The Tell-Tale Heart: Population-Based Surveillance Reveals an Association of Rofecoxib and Celecoxib with Myocardial Infarction

Abstract
COX-2 selective inhibitors are associated with myocardial infarction (MI). We sought to determine whether population health monitoring would have revealed the effect of COX-2 inhibitors on population-level patterns of MI. We conducted a retrospective study of inpatients at two Boston hospitals, from January 1997 to March 2006. There was a population-level rise in the rate of MI that reached 52.0 MI-related hospitalizations per 100,000 (a two standard deviation exceedence) in January of 2000, eight months after the introduction of rofecoxib and one year after celecoxib. The exceedence vanished within one month of the withdrawal of rofecoxib. Trends in inpatient stay due to MI were tightly coupled to the rise and fall of prescriptions of COX-2 inhibitors, with an 18.5% increase in inpatient stays for MI when both rofecoxib and celecoxib were on the market (P<0.001).

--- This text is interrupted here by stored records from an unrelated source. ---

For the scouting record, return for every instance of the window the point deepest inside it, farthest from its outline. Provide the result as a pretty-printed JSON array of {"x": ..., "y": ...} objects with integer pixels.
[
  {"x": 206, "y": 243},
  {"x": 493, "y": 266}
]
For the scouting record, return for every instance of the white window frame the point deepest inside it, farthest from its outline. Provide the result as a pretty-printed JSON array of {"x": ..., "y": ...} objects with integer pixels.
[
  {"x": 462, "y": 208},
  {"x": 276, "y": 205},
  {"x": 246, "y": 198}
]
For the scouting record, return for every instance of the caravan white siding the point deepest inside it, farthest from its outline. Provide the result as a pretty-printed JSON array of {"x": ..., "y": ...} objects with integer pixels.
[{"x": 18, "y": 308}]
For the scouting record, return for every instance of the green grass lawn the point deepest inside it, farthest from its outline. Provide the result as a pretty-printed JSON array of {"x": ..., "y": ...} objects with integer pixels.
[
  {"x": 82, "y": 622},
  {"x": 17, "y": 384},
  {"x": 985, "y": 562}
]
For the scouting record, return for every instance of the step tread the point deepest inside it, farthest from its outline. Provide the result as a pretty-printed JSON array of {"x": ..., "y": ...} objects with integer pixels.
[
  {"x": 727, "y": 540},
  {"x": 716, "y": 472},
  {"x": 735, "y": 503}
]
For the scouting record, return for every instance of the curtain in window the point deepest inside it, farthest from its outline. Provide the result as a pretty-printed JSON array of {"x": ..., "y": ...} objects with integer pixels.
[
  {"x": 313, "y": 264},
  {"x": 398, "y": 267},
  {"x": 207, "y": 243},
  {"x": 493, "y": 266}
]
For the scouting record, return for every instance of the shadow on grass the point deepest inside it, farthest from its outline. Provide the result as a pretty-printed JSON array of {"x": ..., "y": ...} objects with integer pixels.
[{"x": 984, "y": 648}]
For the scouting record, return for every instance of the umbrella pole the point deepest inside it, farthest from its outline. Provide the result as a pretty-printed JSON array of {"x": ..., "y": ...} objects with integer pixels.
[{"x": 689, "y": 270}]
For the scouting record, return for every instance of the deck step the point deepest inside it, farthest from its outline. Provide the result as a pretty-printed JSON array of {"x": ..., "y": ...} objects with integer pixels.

For every million prescriptions of rofecoxib and celecoxib, there was a 0.5% increase in MI (95%CI 0.1 to 0.9) explaining 50.3% of the deviance in yearly variation of MI-related hospitalizations. There was a negative association between mean age at MI and volume of prescriptions for celecoxib and rofecoxib (Spearman correlation, −0.67, P<0.05). The strong relationship between prescribing and outcome time series supports a population-level impact of COX-2 inhibitors on MI incidence. Further, mean age at MI appears to have been lowered by use of these medications. Use of a population monitoring approach as an adjunct to pharmacovigilence methods might have helped confirm the suspected association, providing earlier support for the market withdrawal of rofecoxib.